I watch as my little girl’s eyes well up with tears for no apparent reason. “What’s wrong?” I ask sympathetically.
“I’m so sad about my paper princess doll, cialis ” she sobs. “I miss her! Why did you throw her away? In those stinky fish? I should have written my name on her!”
I heave an exasperated sigh. Again? I thought we were over this months ago.
Yes, I committed the ultimate crime of motherhood. I threw away a half-finished mangled paper princess craft. It had been neglected in our group camping picnic spot for hours. I was cleaning up and had no idea which of the half-dozen girls it belonged to, or if they were even still at the camp.
It got covered by fish guts as others cleaned their catch of the day. And THEN 4yo Esmé realized it was missing. And sobbed most of the 1.5-hour drive home.

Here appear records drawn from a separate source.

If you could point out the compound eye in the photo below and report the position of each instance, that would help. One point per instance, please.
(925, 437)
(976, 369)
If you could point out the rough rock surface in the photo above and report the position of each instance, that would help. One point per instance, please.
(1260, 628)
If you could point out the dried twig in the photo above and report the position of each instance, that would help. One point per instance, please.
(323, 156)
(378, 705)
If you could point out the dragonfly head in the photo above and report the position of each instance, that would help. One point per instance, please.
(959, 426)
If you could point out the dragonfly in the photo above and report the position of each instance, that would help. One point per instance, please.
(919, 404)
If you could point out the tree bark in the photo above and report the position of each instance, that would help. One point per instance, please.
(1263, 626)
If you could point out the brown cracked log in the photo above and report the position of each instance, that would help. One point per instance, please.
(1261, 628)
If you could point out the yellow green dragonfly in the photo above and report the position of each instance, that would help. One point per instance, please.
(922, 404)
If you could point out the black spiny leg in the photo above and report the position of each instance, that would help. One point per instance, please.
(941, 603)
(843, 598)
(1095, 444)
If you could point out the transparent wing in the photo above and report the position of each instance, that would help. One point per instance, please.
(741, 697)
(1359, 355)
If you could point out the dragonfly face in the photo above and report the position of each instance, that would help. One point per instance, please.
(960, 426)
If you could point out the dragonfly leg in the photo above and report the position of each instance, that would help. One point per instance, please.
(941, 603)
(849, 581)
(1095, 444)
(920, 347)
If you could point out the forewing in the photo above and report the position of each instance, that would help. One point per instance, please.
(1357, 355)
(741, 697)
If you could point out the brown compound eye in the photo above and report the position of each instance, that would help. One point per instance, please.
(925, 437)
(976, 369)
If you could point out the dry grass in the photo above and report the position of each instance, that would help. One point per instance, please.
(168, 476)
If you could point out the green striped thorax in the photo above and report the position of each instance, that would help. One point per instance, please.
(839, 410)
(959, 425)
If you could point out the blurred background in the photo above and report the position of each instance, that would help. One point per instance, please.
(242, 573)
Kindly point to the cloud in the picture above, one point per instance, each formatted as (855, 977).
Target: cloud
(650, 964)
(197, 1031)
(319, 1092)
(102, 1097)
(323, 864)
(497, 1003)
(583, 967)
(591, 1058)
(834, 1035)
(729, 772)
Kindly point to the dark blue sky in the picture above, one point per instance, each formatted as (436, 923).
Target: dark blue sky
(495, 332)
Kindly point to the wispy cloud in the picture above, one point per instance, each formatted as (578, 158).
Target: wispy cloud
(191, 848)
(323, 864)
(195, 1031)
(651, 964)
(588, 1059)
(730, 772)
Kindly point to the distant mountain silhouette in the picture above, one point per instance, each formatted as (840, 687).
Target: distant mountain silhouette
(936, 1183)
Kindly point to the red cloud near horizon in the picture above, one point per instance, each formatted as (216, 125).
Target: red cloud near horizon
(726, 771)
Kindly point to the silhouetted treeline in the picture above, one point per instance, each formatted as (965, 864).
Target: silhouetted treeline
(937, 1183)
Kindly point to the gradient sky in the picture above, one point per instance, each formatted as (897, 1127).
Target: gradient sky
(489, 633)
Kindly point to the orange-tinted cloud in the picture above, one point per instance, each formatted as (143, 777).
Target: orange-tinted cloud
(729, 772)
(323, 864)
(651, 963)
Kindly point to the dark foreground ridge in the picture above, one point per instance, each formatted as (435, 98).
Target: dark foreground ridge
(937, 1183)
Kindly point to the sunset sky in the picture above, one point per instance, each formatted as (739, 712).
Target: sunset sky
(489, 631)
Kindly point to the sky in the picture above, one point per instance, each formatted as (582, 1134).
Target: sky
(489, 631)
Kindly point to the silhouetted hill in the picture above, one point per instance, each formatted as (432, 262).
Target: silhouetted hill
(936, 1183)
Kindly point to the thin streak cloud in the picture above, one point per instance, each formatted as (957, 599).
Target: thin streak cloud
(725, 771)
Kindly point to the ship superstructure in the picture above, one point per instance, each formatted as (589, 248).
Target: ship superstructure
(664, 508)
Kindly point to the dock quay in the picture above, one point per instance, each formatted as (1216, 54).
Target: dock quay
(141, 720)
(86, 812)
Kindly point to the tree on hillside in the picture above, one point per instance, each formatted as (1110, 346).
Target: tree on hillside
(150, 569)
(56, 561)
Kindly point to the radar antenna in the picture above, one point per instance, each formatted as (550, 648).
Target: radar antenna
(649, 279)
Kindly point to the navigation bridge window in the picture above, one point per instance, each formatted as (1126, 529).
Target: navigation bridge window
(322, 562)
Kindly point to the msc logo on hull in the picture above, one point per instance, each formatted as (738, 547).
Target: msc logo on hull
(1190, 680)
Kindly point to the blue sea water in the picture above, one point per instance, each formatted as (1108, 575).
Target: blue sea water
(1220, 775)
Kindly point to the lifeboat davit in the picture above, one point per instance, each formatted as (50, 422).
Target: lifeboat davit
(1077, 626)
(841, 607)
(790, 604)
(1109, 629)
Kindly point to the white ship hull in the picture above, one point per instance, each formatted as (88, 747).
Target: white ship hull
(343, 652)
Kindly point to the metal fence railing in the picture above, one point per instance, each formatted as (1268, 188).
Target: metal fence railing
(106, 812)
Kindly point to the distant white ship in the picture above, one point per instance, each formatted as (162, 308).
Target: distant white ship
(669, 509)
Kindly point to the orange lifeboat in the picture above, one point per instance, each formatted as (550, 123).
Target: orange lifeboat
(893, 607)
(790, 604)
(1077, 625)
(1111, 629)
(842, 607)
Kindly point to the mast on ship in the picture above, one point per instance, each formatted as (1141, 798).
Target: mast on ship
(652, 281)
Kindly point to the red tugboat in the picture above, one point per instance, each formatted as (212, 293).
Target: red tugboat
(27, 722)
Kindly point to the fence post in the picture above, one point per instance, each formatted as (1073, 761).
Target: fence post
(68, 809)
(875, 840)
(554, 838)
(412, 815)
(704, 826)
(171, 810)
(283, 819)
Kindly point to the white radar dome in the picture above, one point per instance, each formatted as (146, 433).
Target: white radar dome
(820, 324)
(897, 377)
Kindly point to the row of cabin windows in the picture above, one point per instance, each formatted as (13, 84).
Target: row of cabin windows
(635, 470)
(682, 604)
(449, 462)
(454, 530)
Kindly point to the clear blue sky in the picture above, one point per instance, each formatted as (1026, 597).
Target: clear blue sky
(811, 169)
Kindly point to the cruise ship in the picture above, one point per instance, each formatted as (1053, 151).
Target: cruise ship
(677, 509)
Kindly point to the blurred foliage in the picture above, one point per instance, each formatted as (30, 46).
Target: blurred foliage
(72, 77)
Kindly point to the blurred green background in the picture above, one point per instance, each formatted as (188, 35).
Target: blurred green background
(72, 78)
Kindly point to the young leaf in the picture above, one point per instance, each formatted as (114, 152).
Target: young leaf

Every so often, the memory comes back to haunt her.
Even though she’s currently in love with her Caddie Woodlawn paper doll.
If your house is at all like mine, toys multiply while I sleep. Toys that were nicely contained yesterday suddenly overflow their container today.
So, how do you purge, declutter, achieve sanity in a teeny house, when you have a kiddo who is sentimentally attached to every single toy in her arsenal?
I can’t tell you how to do that. I’ve tried to sneak stuff out of the house, only to deal with drama months later when daughter suddenly notices the missing items. We’ve talked about blessing others with our excess, and that sometimes works. We’ve made new toys conditional on giving up old ones, but that doesn’t help with gifts from others.
Here’s one spring cleaning event we are making a tradition, though:
We’re creating a memory box together.
It’s something to celebrate each year of change and growth.
We pull out the box, discarding items that no longer have poignant memories.
Together, we decide which current toys she’s outgrown but want to keep for memory’s sake.
We spend quality time discussing memories that I have, that she has, where the toys came from, the relationships they represent.
Not just toys, the box includes baby blankets, favorite dresses, awards, chewed-up toddler books, lullaby CDs.
The box itself doesn’t have to be perfect. My personal memory box is a cardboard citrus fruit box – which has memories in itself. As a kid, I remember gorging myself on the whole big box of Florida oranges we bought every winter.
It’s HER box. Sometimes I want her to keep something that holds no significance to her, even after I share my memories. I may choose to keep that for my own, or more often, take a digital photo and pass it on.
I’m still tempted to toss out toys behind her back when the clutter threatens to overtake us. But thanks to my sentimental daughter, I’m learning toys are not just about excess, about materiality. Toys are about childhood.
And childhood is too short to discard at a whim.
Don’t just purge stuff this spring. Celebrate growth. Enjoy your child. And treasure each moment, each memory, together.
May says
This is a very sensible idea! I am at the point of clearing out my stuff from my parents’ houses and sometimes I get overwhelmed and just start throwing everything away. Thankfully my mum recognises how traumatic I’m finding it, and she’s swooped down with a memory box several times to rescue little things that are very poignant reminders but totally useless functionally. I think I’ll be very grateful to her in twenty years’ time.